Prior to July, Japan was South Korea’s largest source of imports by value. Shortly after the boycott began, its ranking fell to third in July and to 13th in August. Last month it fell to 28th.
Emforce, a South Korean digital marketing firm, has reported that the word ‘boycott’ appeared 1.18 million times on social-media networks this year, which was 10 times the size of the previous boycott movement following Japan’s celebration of Takeshima Day in 2013.
Japanese retailer Uniqlo is a prime example of the impact of the ‘I Will Not Wear’ boycott movement. Uniqlo has closed four Uniqlo stores since July and the number of people visiting stores which remained open has plummeted.
According to records from eight credit-card companies, Uniqlo sales plunged by 70.1 per cent to 1.77 billion won (US$1.49 million) in the fourth week of July from 5.94 billion won ($5 million) in the last week of June.

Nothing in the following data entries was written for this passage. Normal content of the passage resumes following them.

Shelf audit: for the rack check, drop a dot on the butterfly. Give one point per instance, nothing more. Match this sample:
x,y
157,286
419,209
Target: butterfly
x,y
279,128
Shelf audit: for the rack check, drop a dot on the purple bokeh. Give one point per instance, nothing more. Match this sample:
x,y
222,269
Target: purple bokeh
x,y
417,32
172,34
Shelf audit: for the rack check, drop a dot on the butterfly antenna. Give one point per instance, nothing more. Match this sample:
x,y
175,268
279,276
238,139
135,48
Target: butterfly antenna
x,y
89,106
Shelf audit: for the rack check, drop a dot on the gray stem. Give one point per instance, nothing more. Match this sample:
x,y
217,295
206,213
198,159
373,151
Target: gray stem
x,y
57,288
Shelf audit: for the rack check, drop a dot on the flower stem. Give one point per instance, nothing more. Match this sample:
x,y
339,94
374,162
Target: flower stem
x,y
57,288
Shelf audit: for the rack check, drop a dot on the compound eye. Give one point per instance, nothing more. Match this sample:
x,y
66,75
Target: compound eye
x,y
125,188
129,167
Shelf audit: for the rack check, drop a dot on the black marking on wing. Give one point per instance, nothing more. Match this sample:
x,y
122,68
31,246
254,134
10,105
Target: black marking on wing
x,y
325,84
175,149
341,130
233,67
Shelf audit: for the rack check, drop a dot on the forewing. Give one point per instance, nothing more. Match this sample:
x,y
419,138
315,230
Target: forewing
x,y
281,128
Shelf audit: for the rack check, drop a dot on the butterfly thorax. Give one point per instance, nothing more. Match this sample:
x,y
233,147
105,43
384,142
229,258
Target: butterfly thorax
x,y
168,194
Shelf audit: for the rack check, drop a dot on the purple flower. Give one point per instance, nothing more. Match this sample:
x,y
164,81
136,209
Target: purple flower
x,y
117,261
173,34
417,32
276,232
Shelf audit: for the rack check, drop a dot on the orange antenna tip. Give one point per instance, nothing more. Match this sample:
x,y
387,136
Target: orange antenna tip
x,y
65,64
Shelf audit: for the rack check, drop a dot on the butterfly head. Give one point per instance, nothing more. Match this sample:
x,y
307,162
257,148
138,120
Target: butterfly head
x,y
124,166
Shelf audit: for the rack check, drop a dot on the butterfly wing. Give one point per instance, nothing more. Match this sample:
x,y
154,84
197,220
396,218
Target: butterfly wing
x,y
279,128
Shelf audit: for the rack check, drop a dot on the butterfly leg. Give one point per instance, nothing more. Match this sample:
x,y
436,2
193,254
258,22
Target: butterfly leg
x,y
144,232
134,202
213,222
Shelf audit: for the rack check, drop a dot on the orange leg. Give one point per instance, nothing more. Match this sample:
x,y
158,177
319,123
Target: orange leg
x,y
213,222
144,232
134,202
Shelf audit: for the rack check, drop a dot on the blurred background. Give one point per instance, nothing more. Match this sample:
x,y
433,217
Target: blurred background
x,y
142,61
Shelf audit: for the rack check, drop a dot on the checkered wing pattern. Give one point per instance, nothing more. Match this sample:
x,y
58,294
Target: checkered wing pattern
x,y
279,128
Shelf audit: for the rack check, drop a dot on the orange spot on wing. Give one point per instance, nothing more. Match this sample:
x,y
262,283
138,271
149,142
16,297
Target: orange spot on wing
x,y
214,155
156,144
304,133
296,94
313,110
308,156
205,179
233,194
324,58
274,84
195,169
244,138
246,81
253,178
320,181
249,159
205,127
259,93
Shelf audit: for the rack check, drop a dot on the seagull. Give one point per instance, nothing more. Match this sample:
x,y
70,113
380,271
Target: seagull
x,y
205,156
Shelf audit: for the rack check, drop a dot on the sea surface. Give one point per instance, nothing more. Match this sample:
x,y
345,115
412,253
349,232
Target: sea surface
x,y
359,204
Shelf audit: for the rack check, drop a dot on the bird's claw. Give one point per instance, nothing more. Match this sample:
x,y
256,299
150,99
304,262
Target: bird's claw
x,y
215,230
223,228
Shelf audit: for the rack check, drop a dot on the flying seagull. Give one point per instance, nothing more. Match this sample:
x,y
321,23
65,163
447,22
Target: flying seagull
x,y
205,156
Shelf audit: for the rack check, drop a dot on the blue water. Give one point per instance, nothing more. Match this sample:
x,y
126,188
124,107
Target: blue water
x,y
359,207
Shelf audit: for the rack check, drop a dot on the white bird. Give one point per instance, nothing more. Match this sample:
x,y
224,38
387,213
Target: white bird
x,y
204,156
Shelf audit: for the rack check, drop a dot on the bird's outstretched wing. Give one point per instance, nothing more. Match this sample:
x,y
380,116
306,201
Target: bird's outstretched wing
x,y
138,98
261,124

However, amid the decrease in brick-and-mortar store sales, there is a sign of consumption picking up at Uniqlo’s online mall, with its popular winter products, heat-retaining underwear called Heattech and light-weight padded jackets selling out.
Uniqlo is still expected to experience mixed fortunes in Korea this winter, as social media is still awash with messages urging users not to buy Japanese products and support the boycott.
According to the Emforce analysis, among some 1.28 million posts on Twitter related to the boycott movement between July and August, 93.3 per cent were retweets, and 6.7 per cent were new posts. While retweets still account for the majority, there were 85,000 new posts about the boycott movement between July and August, which was eight times more than the total number of relevant tweets posted in the entire year of 2013.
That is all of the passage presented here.